En el Perú existen diversas leyes para combatir tanto el acoso sexual como el hostigamiento sexual, que son manifestaciones de violencia sexual que afectan principalmente a niñas, adolescentes y mujeres.
La Ley 30314 y la Ley 27942 son dos ejemplos de ello, ya que tienen como objetivo prevenir y sancionar el acoso sexual en espacios públicos y el hostigamiento sexual en el ámbito laboral, respectivamente. Sin embargo, tanto el acoso y el hostigamiento son tipos de violencia sexual que pueden ocurrir en otros ámbitos como la escuela y las redes sociales, por ejemplo.
Un error común respecto al acoso sexual y al hostigamiento sexual es que estos dos términos suelen ser usados como sinónimos cuando en realidad son conceptos distintos, ya que, aunque ambos son actos de violencia sexual, los diferencia la relación que existe entre la víctima y el agresor.
El acoso sexual
El acoso sexual comprende la intimidación o coacción de naturaleza sexual, promesas no deseadas o inapropiadas a cambio de favores sexuales. En la mayoría de contextos jurídicos modernos, el acoso sexual es ilegal. Puede manifestarse de diversas maneras, incluyendo tanto la violencia física como formas más sutiles de violencia, como la coacción.

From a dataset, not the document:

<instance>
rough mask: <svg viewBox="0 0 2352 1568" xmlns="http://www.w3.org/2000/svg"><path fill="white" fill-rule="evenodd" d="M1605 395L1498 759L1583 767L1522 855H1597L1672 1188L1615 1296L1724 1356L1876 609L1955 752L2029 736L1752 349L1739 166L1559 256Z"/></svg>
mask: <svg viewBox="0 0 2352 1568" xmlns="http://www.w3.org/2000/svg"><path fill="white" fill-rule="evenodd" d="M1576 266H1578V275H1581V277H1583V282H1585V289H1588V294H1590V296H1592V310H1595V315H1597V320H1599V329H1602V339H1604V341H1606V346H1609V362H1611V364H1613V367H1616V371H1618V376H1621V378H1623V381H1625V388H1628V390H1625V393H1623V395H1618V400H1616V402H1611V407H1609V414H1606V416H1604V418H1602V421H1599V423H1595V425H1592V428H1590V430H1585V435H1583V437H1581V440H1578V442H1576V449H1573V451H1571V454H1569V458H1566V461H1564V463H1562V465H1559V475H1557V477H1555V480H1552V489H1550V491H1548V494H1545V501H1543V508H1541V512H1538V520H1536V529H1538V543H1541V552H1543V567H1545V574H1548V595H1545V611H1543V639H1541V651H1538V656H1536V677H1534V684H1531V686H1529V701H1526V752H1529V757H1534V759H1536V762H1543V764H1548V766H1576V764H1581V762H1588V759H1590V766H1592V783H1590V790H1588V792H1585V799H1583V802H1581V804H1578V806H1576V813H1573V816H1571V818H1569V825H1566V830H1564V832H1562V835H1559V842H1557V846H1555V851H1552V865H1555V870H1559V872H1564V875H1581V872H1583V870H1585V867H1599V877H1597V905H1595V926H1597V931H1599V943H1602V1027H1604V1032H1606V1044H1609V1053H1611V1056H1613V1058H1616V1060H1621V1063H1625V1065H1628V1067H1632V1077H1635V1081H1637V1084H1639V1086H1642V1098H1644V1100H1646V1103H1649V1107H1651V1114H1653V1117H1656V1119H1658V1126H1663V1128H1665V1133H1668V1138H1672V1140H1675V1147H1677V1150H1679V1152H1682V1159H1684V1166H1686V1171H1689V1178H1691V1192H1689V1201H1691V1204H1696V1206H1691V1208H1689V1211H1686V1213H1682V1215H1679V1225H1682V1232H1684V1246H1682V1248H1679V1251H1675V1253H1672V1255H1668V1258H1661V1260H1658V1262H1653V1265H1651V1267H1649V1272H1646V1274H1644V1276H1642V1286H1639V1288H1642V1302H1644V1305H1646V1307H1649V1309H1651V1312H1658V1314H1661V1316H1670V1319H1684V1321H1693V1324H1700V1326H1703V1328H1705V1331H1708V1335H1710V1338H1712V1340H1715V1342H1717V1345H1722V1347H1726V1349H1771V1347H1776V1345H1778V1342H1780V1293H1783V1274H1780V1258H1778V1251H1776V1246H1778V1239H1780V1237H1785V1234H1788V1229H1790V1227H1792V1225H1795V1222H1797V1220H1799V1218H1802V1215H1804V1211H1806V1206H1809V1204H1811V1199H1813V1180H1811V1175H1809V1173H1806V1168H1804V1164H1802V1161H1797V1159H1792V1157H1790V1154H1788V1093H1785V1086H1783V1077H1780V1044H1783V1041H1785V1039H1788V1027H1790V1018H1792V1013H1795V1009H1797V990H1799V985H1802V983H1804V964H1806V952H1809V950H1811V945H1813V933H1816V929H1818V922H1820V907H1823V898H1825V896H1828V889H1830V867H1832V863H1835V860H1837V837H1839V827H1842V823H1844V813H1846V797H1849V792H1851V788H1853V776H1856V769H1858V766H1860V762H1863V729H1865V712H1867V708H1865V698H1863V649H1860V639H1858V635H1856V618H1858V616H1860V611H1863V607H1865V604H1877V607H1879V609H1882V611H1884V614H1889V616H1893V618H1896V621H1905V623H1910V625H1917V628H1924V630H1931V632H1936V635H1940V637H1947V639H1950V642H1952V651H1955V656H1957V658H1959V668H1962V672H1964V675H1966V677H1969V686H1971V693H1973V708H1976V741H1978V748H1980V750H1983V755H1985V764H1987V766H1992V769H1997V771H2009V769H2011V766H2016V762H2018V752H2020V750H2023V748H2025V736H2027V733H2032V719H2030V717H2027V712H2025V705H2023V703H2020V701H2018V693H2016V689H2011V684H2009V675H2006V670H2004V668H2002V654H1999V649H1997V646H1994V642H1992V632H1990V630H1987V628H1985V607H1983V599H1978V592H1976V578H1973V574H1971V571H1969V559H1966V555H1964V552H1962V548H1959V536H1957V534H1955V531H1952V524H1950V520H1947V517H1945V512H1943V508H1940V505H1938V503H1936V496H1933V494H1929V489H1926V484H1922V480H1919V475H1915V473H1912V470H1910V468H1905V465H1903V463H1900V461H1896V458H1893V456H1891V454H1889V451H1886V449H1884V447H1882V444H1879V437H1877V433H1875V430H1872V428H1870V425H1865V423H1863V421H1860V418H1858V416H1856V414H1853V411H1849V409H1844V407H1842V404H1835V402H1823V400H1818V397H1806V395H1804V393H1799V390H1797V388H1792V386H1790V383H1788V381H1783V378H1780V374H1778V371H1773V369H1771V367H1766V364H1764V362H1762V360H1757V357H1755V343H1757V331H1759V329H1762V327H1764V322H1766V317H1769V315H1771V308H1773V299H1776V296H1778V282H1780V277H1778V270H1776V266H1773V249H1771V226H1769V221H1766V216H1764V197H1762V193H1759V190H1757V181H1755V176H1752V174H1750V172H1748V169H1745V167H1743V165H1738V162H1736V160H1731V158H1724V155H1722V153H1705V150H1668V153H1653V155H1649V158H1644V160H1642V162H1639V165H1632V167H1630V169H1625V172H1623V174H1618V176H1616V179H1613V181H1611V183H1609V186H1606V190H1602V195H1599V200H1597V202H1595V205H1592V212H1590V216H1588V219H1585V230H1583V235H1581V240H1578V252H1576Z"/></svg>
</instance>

El acoso sexual puede afectar a personas de ambos sexos, aunque la mayoría de las denuncias son realizadas por mujeres. Los acosadores actúan en ambientes laborales, académicos, estudiantiles e incluso familiares. Este comportamiento se considera un acto delictivo y es sancionado según su gravedad, pudiendo llevar a la privación de libertad del acosador.
En el Perú, según la Ley 30314 contra el acoso sexual en espacios públicos, este puede manifestarse de diversas maneras como las siguientes:
- Actos de naturaleza sexual, verbal o gestual
- Comentarios e insinuaciones de carácter sexual
- Gestos obscenos que resulten insoportables, hostiles, humillantes u ofensivos
- Tocamientos indebidos, roces corporales y frotamientos con el cuerpo
- Exhibiciones o mostrar los genitales en el transporte o lugares públicos
El hostigamiento sexual

El hostigamiento sexual es una forma de violencia sexual manifestada mediante conductas, actitudes, propuestas o comentarios no deseados con connotación sexual o sexista.
Es suficiente con que un acto de hostigamiento sexual ocurra una sola vez para ser motivo de denuncia, ya que afecta el derecho a una vida libre de violencia, según el Ministerio de la Mujer y Poblaciones Vulnerables (MIMP). Las víctimas de hostigamiento sexual laboral experimentan ofensa, humillación e intimidación, afectando su dignidad.
De acuerdo a la Ley 27942 contra el hostigamiento sexual laboral, entre las diversas conductas que pueden ser catalogadas como manifestaciones de esta violencia sexual, el Ministerio de Trabajo y Promoción del Empleo (MTPE) destaca las siguientes:
- Establecer contacto físico innecesario y no deseado
- Lanzar miradas lascivas
- Pedir favores sexuales: besos, relaciones sexuales, entre otros
- Decir insultos y hacer observaciones, bromas o insinuaciones de carácter sexual o sexista
- Realizar comentarios o gestos de connotación sexual o sexista
- Realizar manoseos, jalones o pellizcos en forma sexual
- Propagar rumores sexuales acerca de la víctima
- Mostrar, entregar o enviar imágenes sexuales, fotografías, ilustraciones, mensajes o notas sexuales
- Escribir mensajes como pintas o grafitis de carácter sexual acerca de una persona, en las paredes de los baños, en los vestuarios o en cualquier otro espacio compartido en el centro laboral
- Besar o realizar tocamientos contra la voluntad de otra persona
Diferencia entre acoso sexual y hostigamiento sexual

El acoso sexual y el hostigamiento sexual son conductas de naturaleza sexual que incomodan, molestan o humillan a una persona, o que podrían hacerlo.
Estas conductas son faltas graves que dañan la dignidad de las víctimas por ser fuente de incomodidad, hostilidad y humillación. Aunque a veces los acosadores u hostigadores presentan patrones de conducta repetitivos, también pueden actuar en incidentes aislados.
Es necesario señalar que el acoso sexual se diferencia del hostigamiento sexual por el desbalance en la relación de poder que existe entre el agresor y la víctima.
En el caso del acoso sexual ocurre entre pares, es decir, personas que tienen la misma edad como, por ejemplo, compañeros en la universidad o el mismo cargo en una empresa. Mientras que en el caso del hostigamiento sexual existe una diferencia jerárquica entre quien agrede y quien es agredido como, por ejemplo, un jefe que hostiga a una de sus subordinadas.